A recently released survey from the National Association of College and University Business Officers, however, reveals that discounting is not stemming the flow of students away from private schools.
Steep Tuition Discounting
Last Friday, the 2012 Tuition Discounting Study (TDS) was released by the NACUBO, revealing that tuition discounting is not reversing the trend of declining enrollment. Such discounting is used by private institutions to make it possible for students to afford a school they might otherwise not attend.
Discounting is widespread and now averages 45 percent for freshmen students according to the survey. The average discount for all private college students is about 40 percent, up from 33 percent 10 years earlier.
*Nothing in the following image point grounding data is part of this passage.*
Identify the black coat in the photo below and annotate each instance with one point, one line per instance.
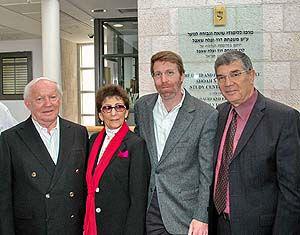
(123, 188)
(264, 174)
(38, 197)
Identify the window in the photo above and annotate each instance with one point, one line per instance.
(87, 84)
(15, 73)
(116, 43)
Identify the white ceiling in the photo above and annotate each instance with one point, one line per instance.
(21, 19)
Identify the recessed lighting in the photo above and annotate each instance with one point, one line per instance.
(118, 25)
(98, 10)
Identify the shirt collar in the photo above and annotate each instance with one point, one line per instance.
(44, 129)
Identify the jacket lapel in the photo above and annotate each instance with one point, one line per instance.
(149, 126)
(66, 138)
(182, 122)
(254, 119)
(33, 141)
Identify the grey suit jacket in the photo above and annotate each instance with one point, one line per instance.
(36, 196)
(264, 175)
(183, 174)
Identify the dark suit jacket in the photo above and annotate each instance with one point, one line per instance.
(37, 197)
(122, 196)
(264, 175)
(183, 175)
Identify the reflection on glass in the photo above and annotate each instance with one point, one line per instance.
(122, 40)
(88, 120)
(87, 80)
(87, 56)
(88, 103)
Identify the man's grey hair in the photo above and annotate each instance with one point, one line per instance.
(231, 56)
(27, 89)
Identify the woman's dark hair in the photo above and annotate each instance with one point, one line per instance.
(111, 91)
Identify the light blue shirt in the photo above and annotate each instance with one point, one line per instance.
(163, 122)
(51, 140)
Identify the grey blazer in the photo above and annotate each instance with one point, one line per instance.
(184, 172)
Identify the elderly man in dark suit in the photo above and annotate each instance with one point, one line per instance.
(257, 177)
(42, 168)
(179, 131)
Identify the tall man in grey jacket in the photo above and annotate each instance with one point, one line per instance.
(179, 131)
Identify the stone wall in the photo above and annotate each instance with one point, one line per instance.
(70, 104)
(158, 21)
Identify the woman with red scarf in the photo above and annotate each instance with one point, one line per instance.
(118, 171)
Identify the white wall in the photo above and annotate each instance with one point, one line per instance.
(17, 107)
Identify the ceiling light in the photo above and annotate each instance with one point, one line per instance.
(118, 25)
(99, 10)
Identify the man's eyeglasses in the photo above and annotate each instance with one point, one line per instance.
(232, 76)
(167, 73)
(109, 108)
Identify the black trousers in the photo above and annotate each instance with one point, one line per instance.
(154, 223)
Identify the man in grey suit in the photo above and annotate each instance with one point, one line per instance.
(42, 168)
(179, 131)
(257, 177)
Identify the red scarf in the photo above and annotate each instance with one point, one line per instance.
(90, 226)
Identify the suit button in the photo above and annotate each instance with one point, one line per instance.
(98, 210)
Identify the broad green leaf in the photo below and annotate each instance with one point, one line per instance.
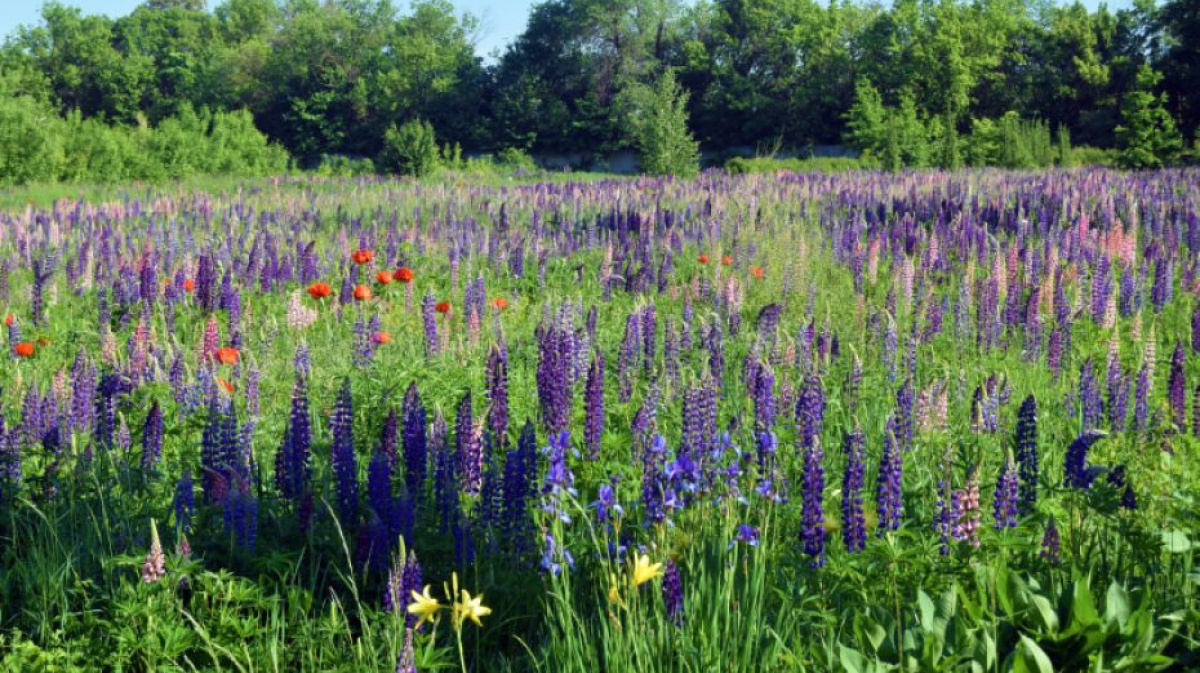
(1031, 658)
(1116, 605)
(1176, 542)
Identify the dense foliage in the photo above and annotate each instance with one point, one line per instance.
(930, 83)
(865, 421)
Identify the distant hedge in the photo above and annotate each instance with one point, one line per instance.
(37, 145)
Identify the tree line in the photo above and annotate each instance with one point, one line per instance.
(912, 83)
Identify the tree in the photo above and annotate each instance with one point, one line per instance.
(658, 122)
(412, 149)
(1147, 137)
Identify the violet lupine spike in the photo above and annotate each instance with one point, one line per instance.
(1005, 500)
(593, 402)
(1177, 389)
(1027, 452)
(151, 438)
(810, 409)
(813, 533)
(342, 456)
(672, 593)
(1078, 473)
(430, 322)
(853, 523)
(888, 485)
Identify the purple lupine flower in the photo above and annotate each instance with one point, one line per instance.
(553, 378)
(1078, 474)
(672, 593)
(1005, 502)
(810, 408)
(292, 472)
(888, 493)
(415, 444)
(1177, 389)
(943, 518)
(1027, 452)
(763, 398)
(559, 481)
(341, 455)
(430, 322)
(468, 448)
(497, 380)
(384, 526)
(151, 438)
(904, 415)
(853, 523)
(813, 532)
(1090, 397)
(1050, 544)
(593, 402)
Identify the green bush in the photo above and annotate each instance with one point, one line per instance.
(741, 166)
(412, 149)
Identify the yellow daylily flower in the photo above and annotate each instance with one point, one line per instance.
(471, 608)
(424, 606)
(645, 571)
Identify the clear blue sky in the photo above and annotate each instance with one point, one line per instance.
(501, 20)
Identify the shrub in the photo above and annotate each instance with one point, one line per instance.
(411, 149)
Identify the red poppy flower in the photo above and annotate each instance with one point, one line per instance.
(227, 355)
(319, 290)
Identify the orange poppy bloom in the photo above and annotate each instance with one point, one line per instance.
(227, 355)
(319, 290)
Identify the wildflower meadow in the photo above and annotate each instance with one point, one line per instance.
(863, 421)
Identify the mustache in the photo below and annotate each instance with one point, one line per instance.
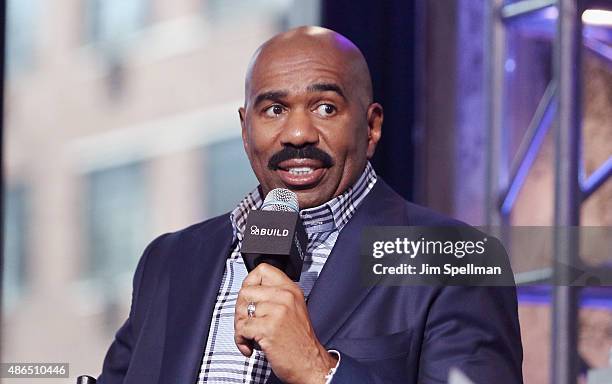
(309, 152)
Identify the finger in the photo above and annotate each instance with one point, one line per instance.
(265, 274)
(261, 294)
(262, 309)
(248, 331)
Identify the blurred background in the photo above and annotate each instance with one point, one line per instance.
(121, 123)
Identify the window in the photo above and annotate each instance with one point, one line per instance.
(15, 250)
(239, 10)
(21, 30)
(229, 176)
(117, 218)
(110, 21)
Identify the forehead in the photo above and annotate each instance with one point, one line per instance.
(294, 70)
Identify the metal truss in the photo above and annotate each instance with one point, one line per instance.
(560, 103)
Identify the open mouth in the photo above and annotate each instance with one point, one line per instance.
(301, 173)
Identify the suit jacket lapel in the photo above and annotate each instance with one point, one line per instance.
(338, 289)
(194, 284)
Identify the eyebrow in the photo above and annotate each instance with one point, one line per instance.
(317, 87)
(326, 87)
(270, 95)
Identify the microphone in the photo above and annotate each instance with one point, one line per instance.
(275, 234)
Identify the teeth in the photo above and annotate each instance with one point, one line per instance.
(300, 171)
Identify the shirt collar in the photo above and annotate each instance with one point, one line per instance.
(332, 215)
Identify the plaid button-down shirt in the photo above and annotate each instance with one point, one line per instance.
(222, 362)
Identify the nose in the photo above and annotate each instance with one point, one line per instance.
(298, 130)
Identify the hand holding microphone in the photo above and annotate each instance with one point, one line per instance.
(270, 309)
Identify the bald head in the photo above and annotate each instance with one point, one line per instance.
(301, 44)
(308, 122)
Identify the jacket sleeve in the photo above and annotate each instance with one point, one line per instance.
(474, 329)
(118, 357)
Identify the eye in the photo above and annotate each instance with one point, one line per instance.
(274, 110)
(325, 110)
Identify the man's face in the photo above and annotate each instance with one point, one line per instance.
(305, 126)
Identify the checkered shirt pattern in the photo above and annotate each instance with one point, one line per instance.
(222, 362)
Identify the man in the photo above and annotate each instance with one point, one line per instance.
(309, 124)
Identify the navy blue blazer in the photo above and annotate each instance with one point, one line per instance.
(385, 334)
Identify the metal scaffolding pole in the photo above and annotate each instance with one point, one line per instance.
(496, 169)
(567, 70)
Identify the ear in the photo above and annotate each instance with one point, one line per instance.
(241, 114)
(375, 119)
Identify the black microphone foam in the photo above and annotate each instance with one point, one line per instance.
(275, 235)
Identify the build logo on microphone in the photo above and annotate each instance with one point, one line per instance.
(255, 230)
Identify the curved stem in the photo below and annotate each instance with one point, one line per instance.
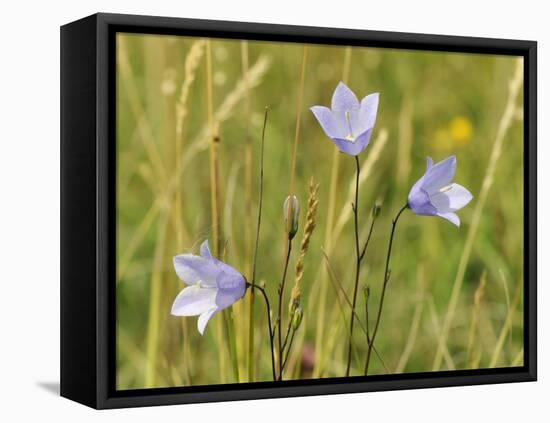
(289, 348)
(254, 260)
(357, 264)
(384, 286)
(279, 313)
(268, 307)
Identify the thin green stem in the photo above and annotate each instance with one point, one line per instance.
(384, 286)
(280, 308)
(270, 327)
(255, 258)
(289, 348)
(357, 263)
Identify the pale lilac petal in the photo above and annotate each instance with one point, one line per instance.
(355, 147)
(344, 99)
(451, 217)
(419, 202)
(451, 198)
(204, 318)
(192, 269)
(440, 175)
(329, 121)
(429, 163)
(368, 111)
(231, 289)
(458, 197)
(194, 300)
(205, 250)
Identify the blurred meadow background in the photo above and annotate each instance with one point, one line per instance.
(189, 122)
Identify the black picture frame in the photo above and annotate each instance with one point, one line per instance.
(88, 210)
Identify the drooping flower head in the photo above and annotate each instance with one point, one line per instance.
(211, 287)
(434, 194)
(349, 123)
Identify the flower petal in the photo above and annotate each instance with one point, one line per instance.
(192, 269)
(451, 217)
(429, 163)
(440, 175)
(355, 147)
(344, 99)
(205, 250)
(330, 123)
(231, 289)
(369, 109)
(204, 318)
(419, 201)
(458, 197)
(194, 300)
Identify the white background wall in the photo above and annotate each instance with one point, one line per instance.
(29, 209)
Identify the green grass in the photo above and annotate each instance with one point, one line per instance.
(431, 103)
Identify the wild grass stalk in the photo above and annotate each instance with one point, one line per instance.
(436, 324)
(191, 65)
(384, 286)
(144, 128)
(343, 217)
(331, 208)
(199, 144)
(294, 305)
(503, 126)
(256, 246)
(404, 142)
(415, 322)
(153, 327)
(507, 326)
(213, 140)
(290, 211)
(472, 334)
(248, 209)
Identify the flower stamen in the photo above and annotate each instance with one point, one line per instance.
(350, 136)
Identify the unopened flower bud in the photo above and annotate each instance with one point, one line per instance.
(291, 211)
(366, 292)
(376, 210)
(292, 307)
(297, 318)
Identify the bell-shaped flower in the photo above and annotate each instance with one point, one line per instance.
(211, 286)
(435, 194)
(348, 123)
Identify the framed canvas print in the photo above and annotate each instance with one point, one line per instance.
(257, 211)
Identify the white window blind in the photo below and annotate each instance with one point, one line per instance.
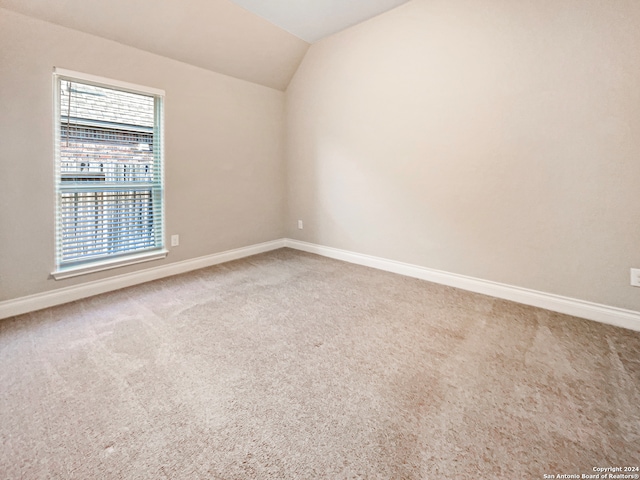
(109, 172)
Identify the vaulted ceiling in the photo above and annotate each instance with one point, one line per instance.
(218, 35)
(312, 20)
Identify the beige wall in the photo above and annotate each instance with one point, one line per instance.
(223, 136)
(495, 139)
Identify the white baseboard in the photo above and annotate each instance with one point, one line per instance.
(579, 308)
(592, 311)
(38, 301)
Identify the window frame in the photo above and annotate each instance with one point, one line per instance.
(157, 252)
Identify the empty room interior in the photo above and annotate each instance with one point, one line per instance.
(378, 239)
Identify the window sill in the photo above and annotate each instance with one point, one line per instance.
(107, 264)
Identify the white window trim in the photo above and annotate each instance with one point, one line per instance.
(61, 272)
(108, 264)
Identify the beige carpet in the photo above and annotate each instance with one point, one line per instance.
(289, 365)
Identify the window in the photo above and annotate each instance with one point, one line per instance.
(109, 163)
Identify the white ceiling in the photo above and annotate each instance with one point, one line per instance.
(214, 34)
(262, 41)
(312, 20)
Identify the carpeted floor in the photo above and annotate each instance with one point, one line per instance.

The discount rate measures 53.1 percent for the 86.9 percent of college freshmen receiving aid. That means the remaining 13.1 percent of students do not receive a tuition break, accounting for the 45 percent discount average for all first-time students.
Endowments and Giving
Discounting at colleges and universities with healthy endowments and strong annual giving programs means these efforts are having little effect. However, for the hundreds of small private schools that rely much more on tuition and fees to cover costs, the stepped up discounting comes at a price. And that price is often a cut in services.
Survey respondents were permitted to provide answers anonymously in a bid to gauge how individual schools are handling discounting. Some respondents noted that their schools have changed the discount rate as part of an effort to attract more students while working harder to recruit students that do not need aid.
Acceptance Rate Correlation
The survey found a strong correlation between the student acceptance rate and discounting. Those colleges that routinely accept more than 50 percent of student applicants offered more aid than those schools that accept fewer than 50 percent of all applicants. Schools that offered the biggest discounts had the greatest success in enrolling students, but often at a cost to the institution’s bottom line.
No growth or declining enrollments were reported by more than half of all respondents. The report’s authors concluded that the “weak economic recovery” is the main reason why students are looking for the best deal, avoiding enrolling at small, private institutions with fewer than 4,000 students enrolled in greater numbers. Price sensitivity is the main reason why many students look elsewhere.
Long Term Effects
The long term effects of continued deep discounting will likely force some of the smaller institutions to seriously weigh whether they have what it takes to continue operating. Outright mergers or shared programs may help some colleges while others may decide that offering a quality education is something they can no longer guarantee and, instead, could opt to shut their doors.